While it will also be slow compared to anything newer.
CPU:
Info: model: Intel Atom N280 bits: 32 type: MT arch: Bonnell built: 2008-13
process: Intel 45nm family: 6 model-id: 0x1C (28) stepping: 2
microcode: 0x218
Topology: cpus: 1x dies: 1 cores: 1 threads: 2 tpc: 2 smt: enabled cache:
L1: 56 KiB desc: d-1x24 KiB; i-1x32 KiB L2: 512 KiB desc: 1x512 KiB
Speed (MHz): avg: 1192 min/max: 1000/1667 scaling: driver: acpi-cpufreq
governor: schedutil cores: 1: 1192 2: 1192 bogomips: 6649

I still like the build of the Eee myself as it has held up unlike most all other laptops I have had, the battery life is still great on this old thing too:
Battery:
ID-1: BAT0 charge: 36.5 Wh (63.7%) condition: 57.3/62.6 Wh (91.4%)
volts: 7.6 min: 7.2 model: ASUS 1000HE type: Li-ion serial: N/A
status: discharging
 
I'm still using an Asus 1000HE also. Mine has 1GB of ram, XP sp3. I don't find it slow outside of heavy internet stuff. I use mine on Telnet and Gopher a lot. It handles PDFs well, moves around files, burns cd's dvd's. Word processing ect.
Downloaded videos gets choppy after 720p.

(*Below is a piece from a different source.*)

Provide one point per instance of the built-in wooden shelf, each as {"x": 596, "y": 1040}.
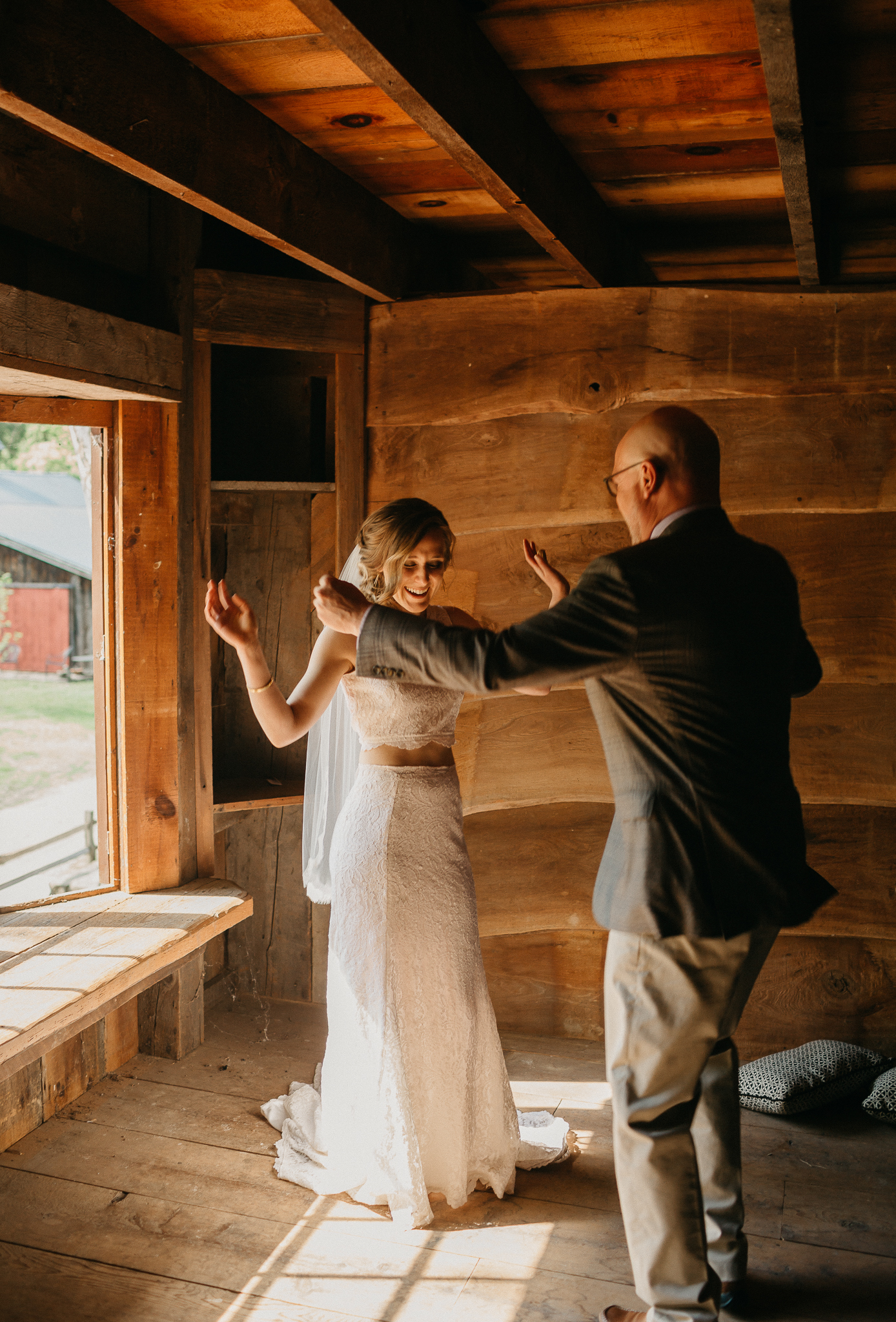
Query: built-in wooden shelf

i can't complain considering I bought it used 8 years ago and it will still goes 5 to 7 hours on a charge. My only complaints are the screen. It has always been really blue to the backlight. Hinge mounts are shot at the base . Camera wiring harness went up in smoke 3 or 4 years ago but it's still going,
 
The older a machine gets, the more likely it is you just need to bite the bullet and roll a custom kernel. After doing it a few times honestly it isn't that bad. If the machine is similar enough to others you may even be able to transplant a userland from an existing system. Playing nice with package managers can be tricky, sure, but there's a lot more containerization in the Linux world than there used to be. You can also cross compile so that building stuff isn't bottlenecked by the slowness or archaicness of the host.

Ymmv with desktop stuff especially if you can't get accelerated graphics, but there are some quite minimal environments that don't suck down all the air, leaving more resources for your actual applications. In my case xserver+xdm+xsm+dwm make for a zippy experience on my RPi 400, granted my whole system is from scratch so is very minimal in all areas.

MVP on a Linux system is the kernel (and firmware BLOBs), a C library, and userland utilities like busybox or GNU. You'll want an init daemon capable of spawning multiple gettys to get VTs on the function keys, although you could also brute force it from a single tty by launching additional shells with their terminal redirected to tty2, tty3, or whatever alias the fbcon terminals are under in /dev. I've done this in single user mode before. As for a build system, libc, libstdcxx, binutils/gcc or clang, and make get you most of the way there. Word on the street is Linux is starting to rust, although I'm not sure if rustc is a requirement yet or just for some optional/experimental stuff. Which C library you use is important, informs the last part of your target triplet (linux-gnu vs linux-musl vs others).

Finally FreeBSD or NetBSD may be options although there too you might want to consider recompiling a custom kernel more tightly coupled to the specific piece of hardware. Forego OpenBSD, all the extra security stuff adds overhead that isn't justified in your case.
 
I "inherited" a hand me down Dell 10" netbook and it was sluggish even when running a lighter linux desktop environment. I also picked up an HP 10" which ran better. Both were Atom powered netbooks.
I had another one, an Asus 701 eee which ran on a 900mhz Pentium M, and it was fairly responsive.